We’ve now had two consecutive months with much slower growth in the amount of federal income and payroll taxes withheld from workers’ paychecks and remitted to the U.S. Treasury Department. Those amounts–what we call tax withholding–grew by an estimated 5.8 percent in June above the amounts from June of a year ago, a move up from the 4.9 percent growth in May (compared to the amounts in May of 2021), but still much lower than in the first four months of the year when withholding grew in the 9 percent to 12 percent range (see chart below). The amount of tax withholding tends to move with overall wages and salaries in the economy, and the tax payment data become available more quickly than direct measures of economywide wages and salaries. We construct the measure of tax withholding from daily reports released by the U.S. Treasury, but adjusted by us to remove the estimated effects of tax law changes (currently a relatively small adjustment) and to standardize the makeup of business days across months (see our methodology). Observing two consecutive months of slowing withholding growth gives us confidence that we are not observing a data anomaly.

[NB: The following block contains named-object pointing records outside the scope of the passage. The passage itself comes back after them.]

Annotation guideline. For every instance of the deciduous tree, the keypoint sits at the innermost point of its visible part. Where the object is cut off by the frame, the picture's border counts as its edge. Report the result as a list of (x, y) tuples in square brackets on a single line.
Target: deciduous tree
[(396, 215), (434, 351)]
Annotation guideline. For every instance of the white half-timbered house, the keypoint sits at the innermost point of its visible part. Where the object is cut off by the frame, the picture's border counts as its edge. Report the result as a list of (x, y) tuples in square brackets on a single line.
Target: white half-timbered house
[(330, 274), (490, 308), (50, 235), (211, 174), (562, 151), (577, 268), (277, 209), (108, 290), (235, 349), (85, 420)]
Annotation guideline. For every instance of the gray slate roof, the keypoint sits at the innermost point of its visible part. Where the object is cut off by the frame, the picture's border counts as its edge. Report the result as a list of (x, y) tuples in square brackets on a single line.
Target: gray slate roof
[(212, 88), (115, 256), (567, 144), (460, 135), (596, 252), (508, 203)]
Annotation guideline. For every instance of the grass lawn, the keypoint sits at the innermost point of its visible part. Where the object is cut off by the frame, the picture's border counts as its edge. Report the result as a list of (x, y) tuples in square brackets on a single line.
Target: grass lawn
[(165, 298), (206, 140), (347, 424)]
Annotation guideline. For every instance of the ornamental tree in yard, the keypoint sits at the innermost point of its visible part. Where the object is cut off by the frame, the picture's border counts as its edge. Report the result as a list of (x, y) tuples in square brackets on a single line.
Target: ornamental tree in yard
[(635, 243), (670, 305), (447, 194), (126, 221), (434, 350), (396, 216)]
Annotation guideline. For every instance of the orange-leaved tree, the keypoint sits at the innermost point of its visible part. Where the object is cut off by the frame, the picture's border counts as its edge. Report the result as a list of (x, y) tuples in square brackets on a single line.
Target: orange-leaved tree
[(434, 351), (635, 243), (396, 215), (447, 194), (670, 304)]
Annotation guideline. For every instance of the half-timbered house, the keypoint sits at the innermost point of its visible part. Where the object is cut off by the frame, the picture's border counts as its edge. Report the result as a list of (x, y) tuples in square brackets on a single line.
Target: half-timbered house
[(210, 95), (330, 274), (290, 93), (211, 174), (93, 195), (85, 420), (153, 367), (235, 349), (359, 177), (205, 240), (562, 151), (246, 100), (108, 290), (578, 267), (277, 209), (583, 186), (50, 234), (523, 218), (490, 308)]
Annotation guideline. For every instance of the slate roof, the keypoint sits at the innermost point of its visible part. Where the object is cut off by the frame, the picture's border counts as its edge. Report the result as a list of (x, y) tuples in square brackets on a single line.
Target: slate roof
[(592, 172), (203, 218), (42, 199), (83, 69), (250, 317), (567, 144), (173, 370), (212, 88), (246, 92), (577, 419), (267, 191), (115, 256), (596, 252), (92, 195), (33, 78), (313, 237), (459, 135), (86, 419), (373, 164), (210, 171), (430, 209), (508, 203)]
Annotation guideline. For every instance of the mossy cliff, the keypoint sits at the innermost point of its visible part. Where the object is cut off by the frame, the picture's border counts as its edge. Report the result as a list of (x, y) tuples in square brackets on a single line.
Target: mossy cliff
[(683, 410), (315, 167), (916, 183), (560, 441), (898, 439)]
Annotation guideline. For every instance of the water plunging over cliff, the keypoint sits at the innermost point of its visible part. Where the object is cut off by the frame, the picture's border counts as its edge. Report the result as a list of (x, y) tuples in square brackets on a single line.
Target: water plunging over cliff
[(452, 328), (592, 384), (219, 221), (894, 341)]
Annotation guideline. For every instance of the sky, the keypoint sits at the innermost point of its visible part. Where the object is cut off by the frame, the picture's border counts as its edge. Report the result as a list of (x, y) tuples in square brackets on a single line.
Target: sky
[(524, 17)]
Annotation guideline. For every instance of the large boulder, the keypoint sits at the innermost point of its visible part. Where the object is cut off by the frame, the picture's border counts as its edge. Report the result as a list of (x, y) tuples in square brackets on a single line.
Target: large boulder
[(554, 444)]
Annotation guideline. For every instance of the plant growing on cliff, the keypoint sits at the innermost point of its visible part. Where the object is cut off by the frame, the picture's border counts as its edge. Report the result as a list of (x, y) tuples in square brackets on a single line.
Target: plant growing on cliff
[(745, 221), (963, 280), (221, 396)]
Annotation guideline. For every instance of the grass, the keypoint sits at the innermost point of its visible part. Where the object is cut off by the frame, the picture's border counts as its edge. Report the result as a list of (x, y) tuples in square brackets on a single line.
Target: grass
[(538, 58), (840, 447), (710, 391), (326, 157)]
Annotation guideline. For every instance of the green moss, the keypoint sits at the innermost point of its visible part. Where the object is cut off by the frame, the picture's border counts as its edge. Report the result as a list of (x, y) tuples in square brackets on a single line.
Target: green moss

Other, more direct measures of wages and salaries in the economy–from the Bureau of Economic Analysis (BEA) in its GDP accounts and from the Bureau of Labor Statistics (BLS) in its monthly establishment survey–do not yet show a slowing in growth at all like the withholding data do (again, see the chart below). Those direct wage measures are currently available only through May and are subject to revision. The BLS establishment report for June will be released on Friday of next week, and we’ll see if those data show wage growth slowing significantly. A slowdown could be reflected either in slowing growth in jobs or in average hourly earnings, or both. Growth in average hours worked per week could also be slowing, but that tends to vary much less than do jobs and average hourly pay.